Cash-strapped Croydon Council is ploughing on with plans to recruit a full-time “culture czar” on a salary of around £80,000 a year, despite having had a recruitment freeze on more mundane council jobs for the past six months.
Oddly, no one can find any record of the senior council position being publicly advertised. Not for the first time, it is almost as if the bureaucrats running Croydon Council didn’t want anyone, apart from the incumbent, to find out about this prestigious new post.
Paula Murray is Brighton council’s assistant chief executive, at least for now. In April, she began a six-month secondment to Croydon as culture director, a new role that was created just before the Fairfield Halls, the borough’s cultural hub, closes for two years.
The possibility of a new job in Croydon may come as something of a relief to Murray, as meanwhile her role on the south coast is under threat of being downgraded to mere “assistant director” level. The Brighton Argus reported that Murray was “being consulted” about the change of role, which suggests she has been told to like it, or lump it.

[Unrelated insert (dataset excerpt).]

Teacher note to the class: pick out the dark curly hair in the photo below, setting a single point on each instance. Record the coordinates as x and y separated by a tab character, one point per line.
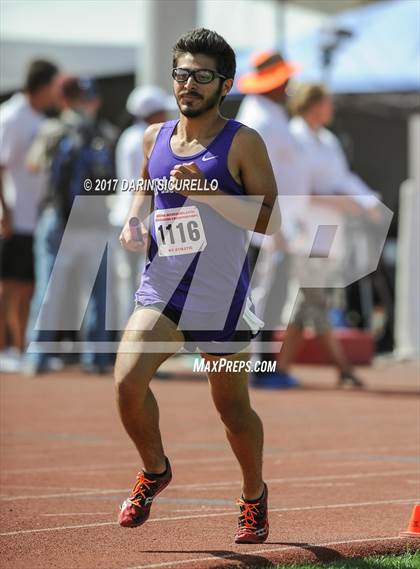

Of course, if a better offer came along from Croydon in the meantime…
A Town Hall figure in Croydon have confirmed to Inside Croydon that the recruitment process for the full-time culture director is well underway. “Interviews did take place as we had very good quality applications and some very serious people wanting to come here,” the source said. They were unable, or unwilling, to say how many candidates had been interviewed, or who they were.
The local government recruitment advertising department at the Grauniad newspaper, a first port of call for many local authority employees, has no record of any such position being advertised in the past two months by Croydon Council. We also asked the recruitment ads department at the specialist magazine, the Local Government Chronicle, and they had no record of any such ad being placed by Croydon Council nor anything resembling it being placed by an agency.
Inside Croydon asked Timothy Godfrey, Croydon’s Labour council’s cabinet member for arts, to provide a link to the culture director recruitment advertisement. He has not responded on that point.
He did confirm that a recruitment advertisement had been prepared, however: “I worked on the job description,” he said. “I don’t do adverts,” he added, suggesting that our elected councillors have little hands-on oversight of the recruitment process even for the most senior of appointments.
According to the Brighton local paper, Murray and four other senior council officials – on salaries from £45,000 to £118,000 – could face having their posts re-defined or made redundant from January next year.
“We are reducing top-level management, not increasing it, and we are saving almost £2million over the next three years in management costs overall,” the leader of Brighton council has said, suggesting a different approach to that being adopted in Fisher’s Folly, Croydon Council’s offices.